In its small but significant way, RfP Australia has played its role at national and State/Territory levels in working for interfaith and multicultural harmony in a country where almost half of the population of 23 million are either immigrants or have at least one parent who was born outside Australia. With its website it has continued to provide a very welcome service not only nationally but internationally.
ACRP AND IMPLEMENTING ITS STRATEGIC ACTION PLAN
Unfortunately because of a visa difficulty, Australia did not participate in the 2017 Executive Committee meeting in Beijing. However, in July Professor Cahill spent three days in Tokyo at the secretariat finalising the draft of the ACRP Constitution. Religions for Peace Australia has been fully supportive of the ACRP Strategic Action Plan that flowed out of the 2014 Incheon Assembly under the guidance of the Secretariat, and its chair has been participating in online ACRP Leadership meetings. Whilst Australia has addressed many of its aspects, it has begun to engage systematically with the plan. It very much values its relationship with the secretariat in Tokyo. Some of its members played key roles in the work of the Royal Commission on the Institutional Responses to Child Sexual Abuse and also RfP Australia has been opposed to the practice of child marriages which are against Australian law. Through the many and varied activities, Religions for Peace has been engaging in a range of activities promoting interreligious harmony and social cohesion and strengthening its own organisation through action plans.

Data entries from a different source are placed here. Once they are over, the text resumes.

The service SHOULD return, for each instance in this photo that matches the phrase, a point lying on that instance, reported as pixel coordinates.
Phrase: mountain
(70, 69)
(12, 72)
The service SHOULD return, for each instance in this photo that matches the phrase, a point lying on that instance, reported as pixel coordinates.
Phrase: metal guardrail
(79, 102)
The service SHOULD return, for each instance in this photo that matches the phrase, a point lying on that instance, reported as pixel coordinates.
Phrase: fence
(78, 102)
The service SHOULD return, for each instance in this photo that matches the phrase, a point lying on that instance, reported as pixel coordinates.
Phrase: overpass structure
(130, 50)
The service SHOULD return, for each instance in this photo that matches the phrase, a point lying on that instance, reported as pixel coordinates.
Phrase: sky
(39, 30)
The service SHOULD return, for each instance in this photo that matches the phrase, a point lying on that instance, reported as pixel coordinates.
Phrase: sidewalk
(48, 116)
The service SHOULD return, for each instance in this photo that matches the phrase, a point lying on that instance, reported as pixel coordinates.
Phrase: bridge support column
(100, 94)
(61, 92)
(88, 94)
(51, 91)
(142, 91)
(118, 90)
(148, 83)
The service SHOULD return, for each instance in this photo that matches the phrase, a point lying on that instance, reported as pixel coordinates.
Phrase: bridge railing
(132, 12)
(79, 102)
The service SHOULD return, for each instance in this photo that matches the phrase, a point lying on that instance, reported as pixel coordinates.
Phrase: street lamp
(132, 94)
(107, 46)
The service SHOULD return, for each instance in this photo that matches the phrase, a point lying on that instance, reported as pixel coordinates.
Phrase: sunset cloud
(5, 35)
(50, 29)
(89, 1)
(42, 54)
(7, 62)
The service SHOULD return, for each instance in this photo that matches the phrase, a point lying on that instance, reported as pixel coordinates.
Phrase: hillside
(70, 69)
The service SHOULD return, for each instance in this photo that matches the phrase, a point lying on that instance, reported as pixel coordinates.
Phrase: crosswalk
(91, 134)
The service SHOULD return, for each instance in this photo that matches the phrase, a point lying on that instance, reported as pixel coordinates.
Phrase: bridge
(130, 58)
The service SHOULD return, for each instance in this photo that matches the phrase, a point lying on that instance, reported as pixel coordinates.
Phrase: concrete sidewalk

I want to thank all the executive members across Australia in our national organisation and affiliated organisations for their support and great work, especially our secretary, Sue Ennis, and the office-holders in all our branches and affiliates. I also want to thank the ACRP Secretariat in Tokyo because ACRP is becoming more professional in its operation. Our work is important and is part of building a multicultural and interfaith society and a peaceful and harmonious world.
Desmond P. Cahill (Emeritus Prof.),
Chair, Religions for Peace Australia.